Dan setelah itu... waktu mulai mencuri segalanya.
Kami masih saling kirim pesan, sesekali video call. Tapi perlahan, frekuensi berkurang. Sibuk, beda dunia, beda lingkaran. Sampai suatu hari, pesan terakhir dari Dira masuk:
> “Yaa, aku kenalan sama seseorang. Baik banget. Doain ya…”
Aku balas dengan senyuman emoji. Lalu hening.
Tahun-tahun berlalu. Aku lulus, bekerja, pindah ke kota lain. Dan Dira... aku tidak tahu lagi kabarnya. Media sosialnya tidak aktif, nomor ponselnya sudah tidak bisa dihubungi.
Tapi satu hal yang aneh: **setiap malam Jumat Kliwon**, aku bermimpi tentangnya. Dira berdiri di tepi danau, mengenakan baju putih sederhana, rambutnya ditiup angin. Ia tidak bicara. Hanya menatapku, lalu tersenyum. Dan saat aku mencoba mendekat, aku selalu terbangun.
Awalnya aku pikir itu hanya bayangan masa lalu. Tapi malam-malam berikutnya, mimpi itu berulang. Lokasi yang sama, suasana yang sama, bahkan ekspresi wajahnya sama: tenang… tapi seolah memanggil.

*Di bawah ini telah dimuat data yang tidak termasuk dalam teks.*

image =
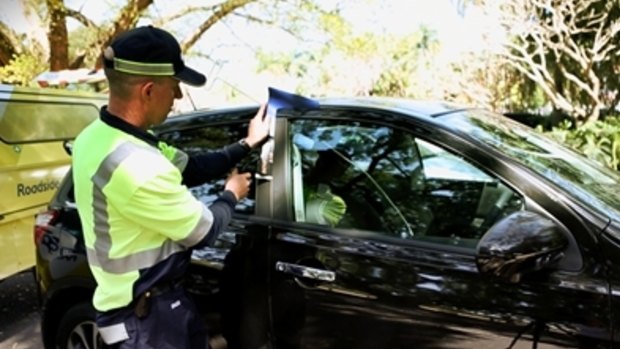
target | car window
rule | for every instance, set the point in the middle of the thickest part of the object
(358, 176)
(200, 140)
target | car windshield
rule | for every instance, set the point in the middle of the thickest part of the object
(579, 177)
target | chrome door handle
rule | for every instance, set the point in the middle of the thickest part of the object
(306, 272)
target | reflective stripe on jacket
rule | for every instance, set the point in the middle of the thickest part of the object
(134, 211)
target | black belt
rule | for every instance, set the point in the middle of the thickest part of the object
(164, 287)
(143, 302)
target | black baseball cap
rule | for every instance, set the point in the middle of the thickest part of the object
(150, 51)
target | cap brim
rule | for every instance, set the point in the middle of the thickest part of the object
(191, 77)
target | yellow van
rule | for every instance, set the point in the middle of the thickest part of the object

Rasa penasaran memaksaku mencari tahu. Aku coba hubungi teman SMA, menggali informasi. Dan akhirnya, salah satu teman memberiku kabar yang membuat jantungku berhenti berdetak sesaat.
> “Dira meninggal, Ya. Kecelakaan. Tiga tahun lalu, di Jogja. Dia dalam perjalanan pulang dari site project. Mobilnya tergelincir.”

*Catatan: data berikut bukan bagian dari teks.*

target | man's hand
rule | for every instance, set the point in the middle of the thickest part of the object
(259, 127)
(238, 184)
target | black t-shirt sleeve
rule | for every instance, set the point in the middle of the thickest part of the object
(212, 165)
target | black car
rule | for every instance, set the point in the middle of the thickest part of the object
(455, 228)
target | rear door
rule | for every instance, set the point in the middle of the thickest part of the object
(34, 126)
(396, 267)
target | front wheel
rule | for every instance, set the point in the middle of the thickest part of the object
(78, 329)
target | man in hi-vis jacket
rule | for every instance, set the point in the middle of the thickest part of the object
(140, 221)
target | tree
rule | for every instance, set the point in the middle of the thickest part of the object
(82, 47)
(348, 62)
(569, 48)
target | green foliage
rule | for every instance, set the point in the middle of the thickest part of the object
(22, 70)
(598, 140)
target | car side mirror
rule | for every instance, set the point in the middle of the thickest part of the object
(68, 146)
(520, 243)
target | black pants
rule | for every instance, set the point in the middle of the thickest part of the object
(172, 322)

Aku tidak bisa berkata apa-apa.
Tiga tahun... tiga tahun aku bermimpi tentang seseorang yang sudah tiada.
Dan tiba-tiba, semuanya terasa masuk akal. Mimpinya. Tatapannya. Senyum tenangnya. Seolah dia masih ingin mengatakan sesuatu yang belum sempat ia ucapkan.
Malam itu aku kembali bermimpi. Tapi kali ini, aku memberanikan diri untuk bertanya.
> “Dir, kenapa kamu selalu datang?”
Ia menatapku, lalu berkata lirih:
> “Karena kamu satu-satunya yang belum mengikhlaskan…”
Air mataku menetes dalam mimpi itu, dan ketika aku terbangun, bantalku basah.
Sejak malam itu, mimpi tentangnya berhenti.
Tapi kenangan tentangnya tidak pernah pergi.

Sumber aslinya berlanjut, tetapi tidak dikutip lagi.